A timely story of a forgotten emotion
Cheerfulness: A Literary and Cultural History tells a new story about
the cultural imagination of the West wherein cheerfulness -- a momentary
uptick in emotional energy, a temporary lightening of spirit --
functions as a crucial theme in literary, philosophical, and artistic
creations from early modern to contemporary times. In dazzling
interpretations of Shakespeare and Montaigne, Hume, Austen and Emerson,
Dickens, Nietzsche, and Louis Armstrong, Hampton explores the
philosophical construal of cheerfulness -- as a theme in Protestant
theology, a focus of medical writing, a topic in Enlightenment
psychology, and a category of modern aesthetics.
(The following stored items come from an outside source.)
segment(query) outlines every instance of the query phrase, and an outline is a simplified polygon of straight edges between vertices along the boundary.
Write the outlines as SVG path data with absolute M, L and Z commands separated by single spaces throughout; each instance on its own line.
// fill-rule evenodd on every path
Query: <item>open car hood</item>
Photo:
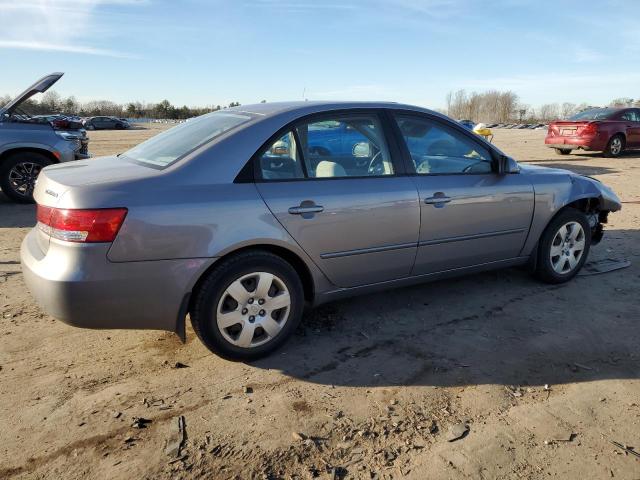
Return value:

In a conclusion on
cheerfulness in pandemic days, Hampton stresses the importance of
lightness of mind under the pressure of catastrophe. A history of the
emotional life of European and American cultures, a breathtaking
exploration of the intersections of culture, literature, and psychology,
Cheerfulness challenges the dominant narrative of Western aesthetics
as a story of melancholy, mourning, tragedy, and trauma. Hampton
captures the many appearances of this fleeting and powerfully
transformative emotion whose historical and literary trajectory has
never before been systematically traced.